What is the difference between concatMap and flatMap in RxJava

It seems that these 2 functions are pretty similar. They have same signature (accepting rx.functions.Func1<? super T, ? extends Observable<? extends R>> func), and their marble diagrams look exactly same. Can't paste the pics here, but here's one for concatMap, and here's one for flatMap. There seems to be some subtle difference in the description of resulting Observable, where one produced by concatMap contains items that result from concatinating resulting Observables, and the one produced by flatMap contains items that result from first merging the resulting Observables, and emitting the result of that merger.

However, this subtlety is totally unclear to me.

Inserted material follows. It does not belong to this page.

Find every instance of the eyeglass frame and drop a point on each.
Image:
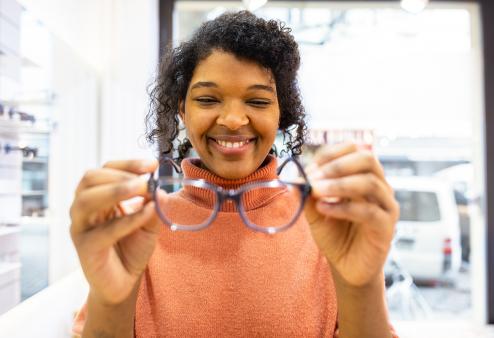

Can anyone give a better explanation of this difference, and ideally give some examples illustrating this difference.


Solution 1:


As you wrote, the two functions are very similar and the subtle difference is how the output is created ( after the mapping function is applied).

Flat map uses merge operator while concatMap uses concat operator.

As you see the concatMap output sequence is ordered - all of the items emitted by the first Observable being emitted before any of the items emitted by the second Observable,
while flatMap output sequence is merged - the items emitted by the merged Observable may appear in any order, regardless of which source Observable they came from.

Solution 2:

Even though the answers here are good it wasn't easy to spot the difference without an example. So, I created a simple example for this:

@Test
public void flatMapVsConcatMap() throws Exception {
    System.out.println("******** Using flatMap() *********");
    Observable.range(1, 15)
            .flatMap(item -> Observable.just(item).delay(1, TimeUnit.MILLISECONDS))
            .subscribe(x -> System.out.print(x + " "));

    Thread.sleep(100);

    System.out.println("\n******** Using concatMap() *********");
    Observable.range(1, 15)
            .concatMap(item -> Observable.just(item).delay(1, TimeUnit.MILLISECONDS))
            .subscribe(x -> System.out.print(x + " "));

    Thread.sleep(100);
}

******** Using flatMap() *********

1 2 3 4 5 6 7 9 8 11 13 15 10 12 14

******** Using concatMap() *********

1 2 3 4 5 6 7 8 9 10 11 12 13 14 15

As it could be seen from the output, the results for flatMap are unordered while for concatMap they're.